When the waiter was gone, Kane fell silent again. It occurred to her that being flippant about her parents was not exactly tactful around someone who’d lost both of his. There she went again; any and all breeding she’d acquired simply evaporated around him.
“It must be hard,” he said finally. “Not being home. When do you go back?”
It was quite easy not to go home, in fact. Grateful for the change of subject, she said, “Thanksgiving. I have to get on with ordering my tickets.”
“I mean, when do you go back for good? When are you done with all the jobs in other countries?”

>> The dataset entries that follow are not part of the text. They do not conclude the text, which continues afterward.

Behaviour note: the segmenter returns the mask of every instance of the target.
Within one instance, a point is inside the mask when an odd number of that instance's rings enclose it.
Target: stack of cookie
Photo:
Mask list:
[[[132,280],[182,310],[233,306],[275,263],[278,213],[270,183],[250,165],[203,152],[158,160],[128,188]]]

“Oh.” How long was long enough before she could go back and live in a world that included Edward? Her mother and his were still very good friends. He wasn’t married, she knew. When she saw him at the events she couldn’t avoid, he purposely came over, stood too close, loudly talked to his mother about Ellen being “the one who got away,” and then gave her such a predatory look that she shivered now. “Um, not for a while,” she said.
He hadn’t missed that shiver. He was watching her. Reading her. Apart from his fingers tapping the table (no longer having a fork to play with), he was very still.
Desperate to get out of the spotlight, she said the first thing that came into her head. “Why do you smoke?”
“How do you know I do?” he asked, surprised.
She indicated his tapping fingers. She almost said, “And I could smell them on you,” but even the idea of the smell of him shortened her breath. She couldn’t get the words out.
He looked at his hand as if he’d never seen it before. “Because apparently,” he said, “I’m more addicted to them than I thought.”
She got her breath back. “Yes, but why start in the first place? Haven’t you—” She broke off, and her face fell in horror.
“Had enough of fire?” Kane said with a wry smile.